Alors, la Mort prit le roi par la main, et lui dit doucement, presque tendrement :
– Tu vois bien que je ne suis pas méchante. Je fais ce pourquoi j’ai été créée. C’est à toi d’accepter que tu n’es pas éternel et que tu dois bientôt partir avec moi. Ni toi ni moi ne pouvons rien contre cela.
Puis la mort disparut, ou peut-être le Roi cessa-t-il de délirer pour s’endormir d’un sommeil profond.
Le lendemain, il appela son confesseur pour lui demander l’extrême-onction. Puis, quelques heures plus tard, il rendit paisiblement son dernier souffle en bénissant sa famille et son peuple.

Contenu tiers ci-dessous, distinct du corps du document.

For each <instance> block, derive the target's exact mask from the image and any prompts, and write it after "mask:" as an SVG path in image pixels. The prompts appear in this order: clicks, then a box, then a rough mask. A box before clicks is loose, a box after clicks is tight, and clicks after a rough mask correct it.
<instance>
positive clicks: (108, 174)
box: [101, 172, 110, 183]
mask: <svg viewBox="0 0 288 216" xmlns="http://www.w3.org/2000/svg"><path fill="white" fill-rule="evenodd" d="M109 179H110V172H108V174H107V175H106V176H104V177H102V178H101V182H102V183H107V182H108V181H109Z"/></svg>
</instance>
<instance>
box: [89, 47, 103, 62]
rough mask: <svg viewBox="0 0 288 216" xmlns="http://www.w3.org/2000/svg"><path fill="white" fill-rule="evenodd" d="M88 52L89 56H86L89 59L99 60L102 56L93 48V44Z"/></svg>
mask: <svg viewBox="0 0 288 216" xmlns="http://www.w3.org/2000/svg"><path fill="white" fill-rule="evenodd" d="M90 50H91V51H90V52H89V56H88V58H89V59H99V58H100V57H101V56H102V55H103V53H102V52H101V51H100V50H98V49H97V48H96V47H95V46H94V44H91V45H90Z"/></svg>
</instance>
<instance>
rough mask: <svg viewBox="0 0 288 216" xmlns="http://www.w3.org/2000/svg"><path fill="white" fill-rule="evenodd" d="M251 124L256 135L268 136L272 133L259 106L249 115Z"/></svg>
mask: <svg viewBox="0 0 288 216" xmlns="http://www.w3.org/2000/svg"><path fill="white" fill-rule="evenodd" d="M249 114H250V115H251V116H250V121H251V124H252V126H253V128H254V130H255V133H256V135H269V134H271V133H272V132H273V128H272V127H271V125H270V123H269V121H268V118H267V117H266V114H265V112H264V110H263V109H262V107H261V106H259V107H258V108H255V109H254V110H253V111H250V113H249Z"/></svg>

Celui-ci pleura alors quelque temps son vieux roi disparu. Puis il acclama le nouveau Roi, son jeune fils dans la force de l’âge. Les paysans se remirent à labourer, les marchands rouvrirent leurs boutiques, et, bientôt, d’abondantes récoltes permirent de chasser la disette et de ramener la prospérité dans le pays.